I also modified the insert part of the query so that the new activities were added to a holding table instead of appending directly to the activity table. This let users review the new records and modify dates or activities before committing to the generated records. Committing the schedule just consisted of copying the records in the holding table to the activity table. I also separated the insert of the activity records from the update of the equipment record so that I could update the date of the next activity without adding activity records. This feature allowed the user to specify that activity records were only to be added after a specified date. Initially, my routine would update only the “next activity date” in the equipment record until it reached the start date for the scheduling period. Then, for records after the start date, I updated the equipment table fields and also inserted records into the activity table. Finally, by adding Where clauses to the queries, I provided the ability to limit scheduling to equipment in a particular location or type.

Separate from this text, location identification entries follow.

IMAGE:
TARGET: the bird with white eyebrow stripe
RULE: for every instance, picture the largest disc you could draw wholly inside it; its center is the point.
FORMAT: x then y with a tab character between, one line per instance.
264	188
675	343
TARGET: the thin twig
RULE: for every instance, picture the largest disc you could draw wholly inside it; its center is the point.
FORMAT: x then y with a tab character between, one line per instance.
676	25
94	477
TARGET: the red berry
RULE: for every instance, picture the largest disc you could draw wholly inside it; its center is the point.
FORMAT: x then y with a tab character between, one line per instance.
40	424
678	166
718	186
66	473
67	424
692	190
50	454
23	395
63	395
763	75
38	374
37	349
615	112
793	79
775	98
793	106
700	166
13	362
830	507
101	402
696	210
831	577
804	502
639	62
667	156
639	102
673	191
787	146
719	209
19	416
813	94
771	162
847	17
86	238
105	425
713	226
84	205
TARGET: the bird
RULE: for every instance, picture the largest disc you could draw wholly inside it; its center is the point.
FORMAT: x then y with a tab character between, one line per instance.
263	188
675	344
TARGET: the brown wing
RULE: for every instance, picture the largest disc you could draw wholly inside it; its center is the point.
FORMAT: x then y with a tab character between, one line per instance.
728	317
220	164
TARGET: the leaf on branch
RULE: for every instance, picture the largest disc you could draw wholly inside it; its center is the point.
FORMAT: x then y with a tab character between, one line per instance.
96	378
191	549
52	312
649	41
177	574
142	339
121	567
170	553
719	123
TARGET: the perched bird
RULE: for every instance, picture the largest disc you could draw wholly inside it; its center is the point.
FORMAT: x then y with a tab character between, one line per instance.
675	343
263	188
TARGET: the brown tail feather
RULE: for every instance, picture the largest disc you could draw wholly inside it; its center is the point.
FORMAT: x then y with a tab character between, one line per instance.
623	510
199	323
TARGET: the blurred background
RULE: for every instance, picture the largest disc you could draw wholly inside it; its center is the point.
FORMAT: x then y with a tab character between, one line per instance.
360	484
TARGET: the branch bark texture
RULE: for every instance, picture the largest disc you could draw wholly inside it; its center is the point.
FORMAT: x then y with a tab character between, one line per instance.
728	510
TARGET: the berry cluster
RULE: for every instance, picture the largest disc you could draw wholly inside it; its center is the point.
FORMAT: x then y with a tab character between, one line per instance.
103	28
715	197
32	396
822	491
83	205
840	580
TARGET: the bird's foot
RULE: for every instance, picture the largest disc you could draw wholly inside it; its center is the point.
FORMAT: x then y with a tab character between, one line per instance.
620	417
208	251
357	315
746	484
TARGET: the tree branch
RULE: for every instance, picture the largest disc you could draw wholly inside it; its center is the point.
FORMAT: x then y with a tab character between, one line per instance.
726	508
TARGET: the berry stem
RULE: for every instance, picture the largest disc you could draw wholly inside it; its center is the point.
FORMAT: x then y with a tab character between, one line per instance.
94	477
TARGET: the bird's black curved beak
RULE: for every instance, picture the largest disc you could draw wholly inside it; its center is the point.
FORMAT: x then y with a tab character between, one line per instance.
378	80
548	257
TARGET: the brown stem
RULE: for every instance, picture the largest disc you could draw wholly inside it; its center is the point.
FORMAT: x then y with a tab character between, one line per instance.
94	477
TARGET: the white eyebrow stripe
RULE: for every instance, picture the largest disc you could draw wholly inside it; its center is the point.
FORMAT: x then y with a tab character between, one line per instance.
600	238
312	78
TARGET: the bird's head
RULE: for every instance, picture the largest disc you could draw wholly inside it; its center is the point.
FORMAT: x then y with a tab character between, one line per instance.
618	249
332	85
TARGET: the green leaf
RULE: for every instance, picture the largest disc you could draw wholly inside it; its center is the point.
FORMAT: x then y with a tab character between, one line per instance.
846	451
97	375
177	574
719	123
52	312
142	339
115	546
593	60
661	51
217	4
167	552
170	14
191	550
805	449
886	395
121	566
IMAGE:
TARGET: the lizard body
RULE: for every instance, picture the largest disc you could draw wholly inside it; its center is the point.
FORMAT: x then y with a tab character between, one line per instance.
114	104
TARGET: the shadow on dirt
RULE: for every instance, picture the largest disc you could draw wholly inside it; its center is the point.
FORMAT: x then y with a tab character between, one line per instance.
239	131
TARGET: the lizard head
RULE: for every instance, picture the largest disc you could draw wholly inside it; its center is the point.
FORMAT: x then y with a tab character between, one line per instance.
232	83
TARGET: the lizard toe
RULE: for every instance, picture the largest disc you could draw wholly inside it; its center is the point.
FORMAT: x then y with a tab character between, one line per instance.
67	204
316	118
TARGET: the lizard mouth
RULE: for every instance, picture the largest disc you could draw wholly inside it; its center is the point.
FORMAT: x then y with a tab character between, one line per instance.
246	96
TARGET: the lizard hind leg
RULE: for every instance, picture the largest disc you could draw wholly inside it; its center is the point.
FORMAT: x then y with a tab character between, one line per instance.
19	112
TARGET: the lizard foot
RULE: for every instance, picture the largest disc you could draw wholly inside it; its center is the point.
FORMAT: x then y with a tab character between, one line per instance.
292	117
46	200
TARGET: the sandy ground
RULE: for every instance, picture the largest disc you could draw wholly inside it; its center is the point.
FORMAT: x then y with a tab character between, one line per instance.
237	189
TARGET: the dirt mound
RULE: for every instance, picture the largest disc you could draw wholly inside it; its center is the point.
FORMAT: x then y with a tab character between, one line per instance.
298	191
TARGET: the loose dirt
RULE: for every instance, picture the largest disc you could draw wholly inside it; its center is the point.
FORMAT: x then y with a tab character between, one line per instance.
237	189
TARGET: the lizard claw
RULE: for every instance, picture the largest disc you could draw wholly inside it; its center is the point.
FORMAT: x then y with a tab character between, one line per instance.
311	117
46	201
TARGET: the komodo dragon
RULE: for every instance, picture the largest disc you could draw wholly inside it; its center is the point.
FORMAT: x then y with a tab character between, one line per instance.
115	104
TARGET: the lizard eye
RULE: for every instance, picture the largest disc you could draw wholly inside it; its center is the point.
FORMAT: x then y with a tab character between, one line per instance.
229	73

All of these enhancements required only minor changes to my SQL statements. From the beginning, I could have written this system with recordset processing code that read the tables on record-by-record basis. I suspect that would have required considerably more than the dozen-and-a-half lines of code that I used. With that much code, I don’t know if I could have implemented all of those enhancements at a reasonable cost to my client. I’ve included a sample database of the version of the system in the accompanying Download file so that you can experiment with your own enhancements.
Building for the future
I’ve used the techniques that I developed for the hospital on numerous occasions. My client with the assembly line was just the most recent implementation. I’ve also learned to recognize the things that this routine won’t do. It doesn’t handle assigning multiple resources to the same task (that is, putting two people on a job to get it done in half the time). Nor does it handle critical path networks, where some jobs can’t be done until several other jobs are completed. Still, the ability to generate a set of dates given a set of planned activities has turned out to be the solution to a number of problems.
The hospital project was also the first time that I started to “think with sets” and exploit the power of SQL. Combined with Access’s ability to generate a user interface and provide the code to control the execution of SQL statements, I’ve been able to deliver more functionality faster than I could with any other tool.